But that’s not what we’re seeing here. Now the line of code in the stack trace doesn’t match the file on disk at all. It seems to correspond to what is running, but not what is on disk. The reason is that Python uses a module called linecache to read the line of source. As the name implies, linecache caches file contents, so that reading many different lines from a file won’t try to open the same file many times.
What must have happened here is that the file had one program in it, and then was read (and cached) by linecache for some reason. That first program is what is running. Then the file was re-written with a second program. Linecache checks the modification time to invalidate the cache, but if the file was rewritten quickly enough to not have a different modification time, then the stale cache would be used. This is why the stack trace has the correct line of code, even though the file on disk doesn’t.
A quick look in the __pycache__ directory in the tmp directory shows a .pyc file, and if I dump it with show_pyc.py, I can see that it has the code I’m interested in. But rather than try to read disassembled bytecode, I can get the source from the stale copy in linecache!
import inspect
print("\n".join("%30s : %s:%d" % (t[3],t[1],t[2]) for t in inspect.stack()[::-1]))
with open("/tmp/bug856/better.py", "w") as fout:
import linecache
fout.write("".join(linecache.getlines(inspect.stack()[2].filename)))
print('******** in call ******************')

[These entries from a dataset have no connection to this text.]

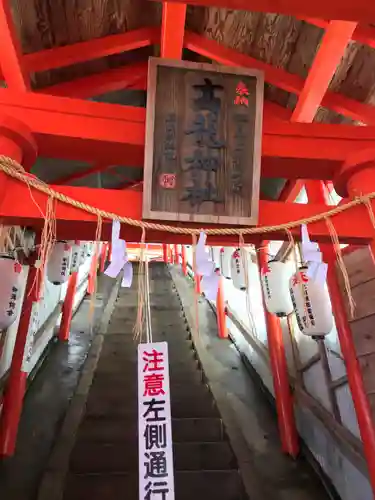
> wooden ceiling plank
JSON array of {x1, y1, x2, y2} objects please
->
[
  {"x1": 0, "y1": 0, "x2": 30, "y2": 90},
  {"x1": 161, "y1": 2, "x2": 187, "y2": 58},
  {"x1": 23, "y1": 27, "x2": 160, "y2": 75},
  {"x1": 151, "y1": 0, "x2": 375, "y2": 23},
  {"x1": 0, "y1": 180, "x2": 373, "y2": 244},
  {"x1": 184, "y1": 31, "x2": 375, "y2": 124},
  {"x1": 38, "y1": 62, "x2": 148, "y2": 99}
]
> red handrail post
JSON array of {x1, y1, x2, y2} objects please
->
[
  {"x1": 216, "y1": 276, "x2": 228, "y2": 338},
  {"x1": 0, "y1": 265, "x2": 41, "y2": 456},
  {"x1": 174, "y1": 244, "x2": 179, "y2": 265},
  {"x1": 59, "y1": 271, "x2": 79, "y2": 342},
  {"x1": 258, "y1": 243, "x2": 299, "y2": 457},
  {"x1": 163, "y1": 244, "x2": 168, "y2": 263},
  {"x1": 87, "y1": 251, "x2": 98, "y2": 295},
  {"x1": 311, "y1": 169, "x2": 375, "y2": 495},
  {"x1": 99, "y1": 243, "x2": 108, "y2": 273},
  {"x1": 181, "y1": 245, "x2": 187, "y2": 276}
]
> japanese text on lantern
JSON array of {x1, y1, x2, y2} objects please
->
[
  {"x1": 290, "y1": 272, "x2": 316, "y2": 330},
  {"x1": 138, "y1": 342, "x2": 174, "y2": 500}
]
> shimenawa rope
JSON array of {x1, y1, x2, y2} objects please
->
[{"x1": 0, "y1": 155, "x2": 374, "y2": 237}]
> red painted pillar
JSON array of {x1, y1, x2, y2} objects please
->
[
  {"x1": 0, "y1": 265, "x2": 41, "y2": 456},
  {"x1": 216, "y1": 275, "x2": 228, "y2": 339},
  {"x1": 59, "y1": 271, "x2": 79, "y2": 342},
  {"x1": 0, "y1": 117, "x2": 37, "y2": 456},
  {"x1": 258, "y1": 244, "x2": 299, "y2": 457},
  {"x1": 108, "y1": 243, "x2": 112, "y2": 262},
  {"x1": 181, "y1": 245, "x2": 187, "y2": 276},
  {"x1": 87, "y1": 250, "x2": 98, "y2": 295},
  {"x1": 163, "y1": 244, "x2": 168, "y2": 263},
  {"x1": 328, "y1": 154, "x2": 375, "y2": 495},
  {"x1": 174, "y1": 244, "x2": 179, "y2": 265},
  {"x1": 99, "y1": 243, "x2": 108, "y2": 273}
]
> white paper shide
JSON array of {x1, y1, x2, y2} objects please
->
[{"x1": 138, "y1": 342, "x2": 174, "y2": 500}]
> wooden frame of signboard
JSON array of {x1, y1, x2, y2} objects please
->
[{"x1": 142, "y1": 57, "x2": 264, "y2": 226}]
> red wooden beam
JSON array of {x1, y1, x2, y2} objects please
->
[
  {"x1": 151, "y1": 0, "x2": 375, "y2": 23},
  {"x1": 53, "y1": 164, "x2": 114, "y2": 185},
  {"x1": 161, "y1": 2, "x2": 186, "y2": 58},
  {"x1": 38, "y1": 62, "x2": 148, "y2": 99},
  {"x1": 0, "y1": 90, "x2": 374, "y2": 168},
  {"x1": 285, "y1": 21, "x2": 356, "y2": 201},
  {"x1": 278, "y1": 180, "x2": 304, "y2": 202},
  {"x1": 24, "y1": 27, "x2": 160, "y2": 75},
  {"x1": 303, "y1": 18, "x2": 375, "y2": 50},
  {"x1": 292, "y1": 21, "x2": 357, "y2": 122},
  {"x1": 184, "y1": 32, "x2": 375, "y2": 124},
  {"x1": 0, "y1": 179, "x2": 373, "y2": 244},
  {"x1": 0, "y1": 0, "x2": 30, "y2": 90}
]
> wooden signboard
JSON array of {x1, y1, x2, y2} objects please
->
[{"x1": 143, "y1": 58, "x2": 264, "y2": 226}]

When I run this, I get a file better.py that makes clear why coverage.py claimed the original line wasn’t executed. Here’s the start of better.py:
1 def create_converted_entity_factory():
2
3 def create_converted_entity(ag__, ag_source_map__, ag_module__):
4
5 def tf__call(self, inputs, training=None):
6 do_return = False
7 retval_ = ag__.UndefinedReturnValue()
8 import inspect, sys
9 print(ag__.converted_call('join', '\n', ag__.ConversionOptions(recursive=True, force_conversion=False, optional_features=(), internal_convert_user_code=True), (('%30s : %s:%d' % (t[3], t[1], t[2]) for t in ag__.converted_call('getouterframes', inspect, ag__.ConversionOptions(recursive=True, force_conversion=False, optional_features=(), internal_convert_user_code=True), (ag__.converted_call('_getframe', sys, ag__.ConversionOptions(recursive=True, force_conversion=False, optional_features=(), internal_convert_user_code=True), (), None),), None)[::-1]),), None))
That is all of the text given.